Mike Fisher: I know that we sometimes talk about how in the Cuban era they overrate culture and chemistry; Maybe Dirk Nowitzki was the singular reason that for 20 years the Mavs had locker room chemistry. Not fluffy towels. Not modern gizmos.

But so much about Russ’ persona makes him seem like someone who turns chemistry upside-down. Does he need to be “the man?” Does he realize his star has faded?

I’d worry there.

This sort of move could lead to some cap-friendliness, as mentioned above. And it would definitely be a “spark” in one way or another. But this seems more “on-paper” cool than much else.

Matthew Postins: My take?
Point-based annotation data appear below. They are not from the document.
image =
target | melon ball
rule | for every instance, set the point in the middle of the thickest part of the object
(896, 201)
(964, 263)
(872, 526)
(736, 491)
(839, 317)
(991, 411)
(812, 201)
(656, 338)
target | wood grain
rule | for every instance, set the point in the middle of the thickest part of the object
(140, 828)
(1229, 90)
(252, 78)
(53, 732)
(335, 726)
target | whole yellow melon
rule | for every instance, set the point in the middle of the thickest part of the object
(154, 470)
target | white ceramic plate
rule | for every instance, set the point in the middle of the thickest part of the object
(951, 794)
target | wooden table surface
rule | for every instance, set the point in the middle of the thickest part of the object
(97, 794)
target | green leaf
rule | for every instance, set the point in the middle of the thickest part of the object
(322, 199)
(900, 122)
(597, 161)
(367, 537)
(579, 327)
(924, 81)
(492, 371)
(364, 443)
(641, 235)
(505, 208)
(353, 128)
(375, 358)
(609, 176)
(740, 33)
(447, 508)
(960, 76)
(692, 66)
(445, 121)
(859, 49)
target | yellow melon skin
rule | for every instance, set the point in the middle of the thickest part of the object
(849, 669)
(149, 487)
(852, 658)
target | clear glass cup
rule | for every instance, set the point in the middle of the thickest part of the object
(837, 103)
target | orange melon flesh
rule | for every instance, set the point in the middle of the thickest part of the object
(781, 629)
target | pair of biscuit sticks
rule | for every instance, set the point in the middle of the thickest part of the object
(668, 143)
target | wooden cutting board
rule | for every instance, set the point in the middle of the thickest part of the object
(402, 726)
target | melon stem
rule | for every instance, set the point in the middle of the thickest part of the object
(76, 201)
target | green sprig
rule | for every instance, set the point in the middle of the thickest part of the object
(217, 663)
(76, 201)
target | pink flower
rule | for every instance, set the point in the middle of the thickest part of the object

I like Westbrook’s game, but he does too many of the same things that Luka does well, aside from the occasional thunder dunk, for me to get too excited about it.

The salaries match up, but the Lakers would probably have to give the Mavs draft compensation to do this trade. And given that the Lakers offered their 2027 first to the Pistons for Jerami Grant, it’s hard to see them attaching an asset like that just to dump Westbrook. He has a player option worth $47 million for next season, and he’s almost guaranteed to accept that option.

Although I could see it providing a temporary ‘spark’ like Fish said, I too think I’d pass here.

Lance Roberson: Westbrook is not the answer for winning basketball games, at least not with the role he has in mind. He no longer finishes at the rim at a respectful clip; turnovers are still a problem.

Lastly, and probably most importantly, his competitive delusion will do nothing but tear the Mavs apart. In short, in no scenario would I trade for Westbrook.  

Grant Afseth: No.

Compelling stuff from our guy Grant, there. And honestly, he has a point.